Qu'est-ce qui se dessine réellement sur la scène politique algérienne ? Des agitations, des rumeurs, des retours, des interrogations et un constat d'échec ! Les dernières manœuvres sont effectivement décisives pour l'avenir des alliés du président.

L'éventuel retour d'Ahmed Ouyahia au RND, de Abdelaziz Belkhadem au FLN et de Aboudjerra Soltani au MSP, laisse entendre qu'il y a une volonté de faire de l'ordre dans la maison « système ». Mais avec une ancienne recette : l'alliance présidentielle.

Dès lors la question d'une lutte « finale » entre les différentes tendances idéologiques du « système » est tellement justifiée. Entre les deux institutions très puissantes du moment, l'armée surtout son bras d'intelligence et la présidence qui a pris beaucoup plus des trois quarts du pouvoir politique après 1999. On vit ainsi un jeu de repositionnement et de redistribution des cartes pour les échéances à venir.

Ou, finalement, ce n'est qu'une énième hâblerie pour sonder la température chez les autres protagonistes.

La compréhension difficile !

Dans ce contexte, arrive la transmutation dans le ton de Louisa Hanoune qui change complètement de tactique, dont ses dernières attaques contre des membres du gouvernement sent un peu le règlement de comptes et les coups en dessous de la ceinture très répandus chez l'« ancien régime ». Néanmoins, il faut reconnaître tout de même que la femme de fer trotskiste défend tant bien que mal son idéologie, dans des circonstances très peu favorables, d'une manière pragmatique et essaie de faire pression sur le président, qui lui affiche une sympathie inchangeable, afin qu'il favorise l'aile gauche du « système » et mette un frein aux ambitions affichées des amis du grand capital mondialisé. Cette démarche d'une habilité politicienne certaine est en effet compréhensible dans la mesure où elle tente de repositionner son parti et de gagner du terrain médiatique et donc de l'opinion. Toutefois, la difficulté d'analyse vient toujours du fait que l'élite gouvernante algérienne est très réputée en fait pour sa capacité à jouer avec les paradoxes et inclure les antinomies. Elle brouille souvent les pistes, elle sonde la température de la rue, des cercles médiatico-financiers et les puissants lobbies hégémoniques de la civilisation dominante. Va-t-elle opter pour laisser ce flou jusqu'à la dernière minute ?
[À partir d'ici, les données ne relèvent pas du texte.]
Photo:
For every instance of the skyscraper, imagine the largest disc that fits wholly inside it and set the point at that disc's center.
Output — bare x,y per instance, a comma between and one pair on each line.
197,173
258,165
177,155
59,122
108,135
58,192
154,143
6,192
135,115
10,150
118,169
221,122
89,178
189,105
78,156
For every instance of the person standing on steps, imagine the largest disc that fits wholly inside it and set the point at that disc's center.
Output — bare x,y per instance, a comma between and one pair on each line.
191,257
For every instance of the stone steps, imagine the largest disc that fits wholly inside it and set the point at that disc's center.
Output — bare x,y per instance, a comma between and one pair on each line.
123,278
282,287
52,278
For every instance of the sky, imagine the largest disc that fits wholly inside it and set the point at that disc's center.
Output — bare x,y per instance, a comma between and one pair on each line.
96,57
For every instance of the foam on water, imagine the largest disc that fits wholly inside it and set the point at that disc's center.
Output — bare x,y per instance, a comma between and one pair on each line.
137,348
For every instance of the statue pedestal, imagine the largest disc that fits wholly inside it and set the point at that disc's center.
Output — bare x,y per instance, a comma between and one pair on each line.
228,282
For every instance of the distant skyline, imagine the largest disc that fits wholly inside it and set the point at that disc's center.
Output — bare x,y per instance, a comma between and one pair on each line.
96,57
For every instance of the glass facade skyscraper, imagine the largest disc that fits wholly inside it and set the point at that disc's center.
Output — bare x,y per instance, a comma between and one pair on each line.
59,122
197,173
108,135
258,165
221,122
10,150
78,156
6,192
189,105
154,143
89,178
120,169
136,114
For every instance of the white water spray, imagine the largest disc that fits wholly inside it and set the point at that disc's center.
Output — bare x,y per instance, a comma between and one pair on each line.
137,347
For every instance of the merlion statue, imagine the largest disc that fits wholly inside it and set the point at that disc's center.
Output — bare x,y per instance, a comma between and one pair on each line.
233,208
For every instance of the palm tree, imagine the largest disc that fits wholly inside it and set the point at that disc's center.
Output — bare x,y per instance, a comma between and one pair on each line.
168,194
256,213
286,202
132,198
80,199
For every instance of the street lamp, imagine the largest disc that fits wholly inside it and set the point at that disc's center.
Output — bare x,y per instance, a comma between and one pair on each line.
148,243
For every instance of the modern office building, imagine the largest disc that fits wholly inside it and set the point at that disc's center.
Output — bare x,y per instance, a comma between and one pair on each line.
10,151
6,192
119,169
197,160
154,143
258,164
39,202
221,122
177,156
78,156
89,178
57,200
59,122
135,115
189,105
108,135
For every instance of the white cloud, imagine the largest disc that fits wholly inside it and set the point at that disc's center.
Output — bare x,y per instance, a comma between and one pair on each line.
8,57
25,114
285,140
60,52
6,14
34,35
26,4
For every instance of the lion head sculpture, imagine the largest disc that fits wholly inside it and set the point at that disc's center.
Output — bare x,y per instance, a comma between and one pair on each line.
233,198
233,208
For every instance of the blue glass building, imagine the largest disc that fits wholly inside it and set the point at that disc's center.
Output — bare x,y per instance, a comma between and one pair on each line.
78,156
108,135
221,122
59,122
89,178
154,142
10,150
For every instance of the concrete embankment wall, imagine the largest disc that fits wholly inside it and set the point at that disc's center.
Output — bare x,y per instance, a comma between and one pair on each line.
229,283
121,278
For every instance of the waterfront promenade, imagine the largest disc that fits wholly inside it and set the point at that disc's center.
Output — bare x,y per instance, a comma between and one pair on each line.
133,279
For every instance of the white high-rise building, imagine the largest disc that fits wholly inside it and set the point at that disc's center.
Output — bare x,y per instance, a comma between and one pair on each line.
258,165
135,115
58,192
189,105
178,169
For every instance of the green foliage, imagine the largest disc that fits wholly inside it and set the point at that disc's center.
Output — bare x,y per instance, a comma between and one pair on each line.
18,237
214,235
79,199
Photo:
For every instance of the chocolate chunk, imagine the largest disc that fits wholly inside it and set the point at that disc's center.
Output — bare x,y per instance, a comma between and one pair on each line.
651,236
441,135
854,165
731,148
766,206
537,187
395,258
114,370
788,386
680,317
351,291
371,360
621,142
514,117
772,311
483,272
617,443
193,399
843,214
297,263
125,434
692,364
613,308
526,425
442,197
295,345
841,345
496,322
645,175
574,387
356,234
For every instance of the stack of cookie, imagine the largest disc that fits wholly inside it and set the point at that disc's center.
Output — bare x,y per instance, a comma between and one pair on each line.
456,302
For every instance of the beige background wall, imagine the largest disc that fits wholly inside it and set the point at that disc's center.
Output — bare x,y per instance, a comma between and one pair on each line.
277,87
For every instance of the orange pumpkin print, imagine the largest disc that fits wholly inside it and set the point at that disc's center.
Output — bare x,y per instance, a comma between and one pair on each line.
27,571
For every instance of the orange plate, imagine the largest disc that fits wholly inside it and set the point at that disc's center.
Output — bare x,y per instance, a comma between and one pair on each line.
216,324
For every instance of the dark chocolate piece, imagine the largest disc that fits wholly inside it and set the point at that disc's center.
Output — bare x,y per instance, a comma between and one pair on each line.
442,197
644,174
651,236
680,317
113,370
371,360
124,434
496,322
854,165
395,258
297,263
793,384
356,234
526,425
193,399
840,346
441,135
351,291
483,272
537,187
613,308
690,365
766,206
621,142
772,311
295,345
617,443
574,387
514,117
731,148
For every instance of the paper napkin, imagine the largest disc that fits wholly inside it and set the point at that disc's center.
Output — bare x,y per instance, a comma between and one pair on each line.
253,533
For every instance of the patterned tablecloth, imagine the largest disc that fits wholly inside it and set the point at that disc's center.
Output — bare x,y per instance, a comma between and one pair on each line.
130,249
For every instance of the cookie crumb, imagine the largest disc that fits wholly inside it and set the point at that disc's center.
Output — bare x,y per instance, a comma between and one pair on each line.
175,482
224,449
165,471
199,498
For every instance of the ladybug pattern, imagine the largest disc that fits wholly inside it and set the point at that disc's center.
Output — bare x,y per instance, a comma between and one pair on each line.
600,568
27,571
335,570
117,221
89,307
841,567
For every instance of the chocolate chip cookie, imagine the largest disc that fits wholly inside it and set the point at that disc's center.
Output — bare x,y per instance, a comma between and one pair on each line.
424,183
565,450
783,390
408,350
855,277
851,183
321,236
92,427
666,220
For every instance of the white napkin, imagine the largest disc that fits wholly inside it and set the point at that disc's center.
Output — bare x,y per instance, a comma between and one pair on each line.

Supposons que ce retour se confirme dans les prochaines semaines ou mois. Dans ce cas de figure on peut imaginer dès lors que le chef de l'Etat s'est bien rendu compte que l'ultime objectif du plan qui visait à casser son alliance présidentielle, avec laquelle il a fait la grande partie du chemin de ses longs mandats, est d'installer d'autres forces politico-financières qui menacent la république populaire et qui risquent par conséquent de changer dangereusement la nature même de l'Etat algérien ou, au moins, de neutraliser des tendances politiques ancrées dans la société au profit d'une technocratie sans âme, rigide mais pragmatique, compatible avec l'ère du temps globalisé.

Sinon, peut-être, le président a compris qu'il a sacrifié trop d'amis durant ses dernières années et que le résultat n'était pas meilleur !

L'échec?

On peut concevoir toutes ces logiques que je viens de décrire mais l'échec est là, il est criant et frappant. Le FLN qui vit une crise profonde en s'éloignant dramatiquement du débat public sur les vrais questions de fond, les questions chers aux anciens leaders charismatiques de ce mouvement nationaliste comptabilisé à gauche de l'échiquier politique. Des sujets stratégiques pour l'avenir du pays et même l'avenir du « système » lui même tel que les risques qui guettent le volet populaire de la république par des prédateurs très peu loyaux. Cette crise réduit effectivement l'ex-parti unique à un théâtre de guéguerres fratricides motivées essentiellement par l'ego des personnes et des jeux enfantins au lieu de débattre les vrais enjeux du moment. Par ce fait, « EL HIZBE » est devenu un simple cabinet d'enregistrement des amendements gouvernementaux.

Pour le RND, « le bébé né avec des moustaches », ou le parti de l'administration comme on l'appelait jadis, à part le retour annoncé d'Ahmed Ouyahia, la situation est beaucoup plus calme cependant le parti a perdu beaucoup de terrain et il devient ainsi un joueur secondaire.

En revanche, le retour de Aboudjerra à la tête de son parti sera un vrai attentat contre le MSP de l'opposition et il va faire « exploser » ainsi une CNTLD déjà malmenée par son impopularité, le retrait du FFS et Hamrouche et son discours très peu convaincant.

Bref, si ces « rumeurs» seront confirmées, sans une alternative sérieuse et structurée, on va assister à une reconfiguration du champ politique et donc un retour à la situation des deux premiers quinquennats.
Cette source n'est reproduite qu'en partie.